Mutawintji National Park
Mutawintji NP is located in the semi-arid lands north-east of Broken Hill. The bushwalking at Mutawintji came highly recommended by our pals Trish and Bryan, so that’s today’s destination.
Mid afternoon we set off on the Mutawintji Gorge walk. A pleasant 6km walk into the gorge then rock-hopping up the gorge past rock pools to reach the end. We saw a couple of kangaroos, but dozens of feral goats!
Next morning we headed off on the 7.5km, Grade 5 hike (ie high rate of difficulty) to do the Bynguano Loop hike. The grading was accurate as we scrambled up steep hills covered in loose rocks, rock-hopped along the creek, squeezed through clefts in the rock, and descended one section with the aid of a knotted rope. But, on the other hand, the gorge was beautiful, the rock pools and creek reflected the gums in all their majesty, the aboriginal rock art under the overhangs caused us to pause to think of the people who lived here for so many centuries, climbing steeply up the Bynguano Range we admired the maze of valleys and even more stunning gorges as we rested, and the sense of achievement on completion worth all that effort.
27th – 31st May
Wilcannia – Brewarrina
We left Mutawintji via the unsealed backroad shortcut to rejoin “The Run”. This route took us through farm properties. At every paddock boundary which crossed the road a gate needed to be opened then subsequently closed, and there were a lot!
Returning to the Darling River at Wilcannia we followed it out of town to a fabulous campsite amongst the trees alongside the river. The facilities here are so new that the beautiful brand new gas barbecues haven’t even been connected to the gas yet. Oh well. Another magic night under the stars and red gums beside the Darling – can’t complain. Sealed roads are a thing of the past now and total focus required to avoid the many washouts.

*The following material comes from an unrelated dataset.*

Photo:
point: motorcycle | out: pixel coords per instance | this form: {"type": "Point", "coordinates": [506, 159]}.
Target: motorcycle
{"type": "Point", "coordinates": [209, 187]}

Trilby Homestead and Station
More dirt, more dust, more (many more) washouts brought us to Trilby Station, a 320,000 acre working sheep and goat station situated on the banks of the Darling River at Louth. Camped alongside the lagoon which fills from the Darling River after rain we’re looking forward to exploring the Station over the next two days.
After a peaceful night we set out early with the “mud map” to explore this huge Station. There’s over 90km of tracks to explore on the property using the mud maps. The information booklet that goes with it explains what we’re seeing and why it’s that way.
The main homestead is built on a slight rise. When the Darling River floods the floodwaters spread out over this flat country for many kilometers, however the Homestead stays just above the flood waters. Liz (the owner) explains they can be cut off from the rest of the property and all road access for a few days up to months at a time. During those times Gary and sons Tom and Will go by boat several kilometers inland where they have a hangar, a Cessna and a runway. Moving the sheep to sections that remain dry is critical.
While clouds make for a magnificent sunset they also herald changing weather conditions. Tomorrow it is forecast to rain. We were planning to leave anyway, but Liz suggested we leave earlier rather than later because once the rain starts the roads will be closed.
We completed the last of the unsealed roads today as we headed to Bourke. Bourke is another port town on the Darling but, unlike the other small towns we’ve passed through Bourke is a thriving metropolis of about 2,400 people. We’ve visited Bourke previously so, maintaining our “River Run”, after some grocery shopping we only stopped to see the old wharf. The Darling/Baaka here is much bigger than downstream, though still just as muddy.
Moving on we camped the night in Brewarrina on the banks of the Barwon River where the Darling River Run officially ends. Brewarrina was a great spot to end this leg of our adventure. Its claim to fame is the site of the oldest man-made structure in the World still in existence.
And so concludes our journey north along the Darling River Run.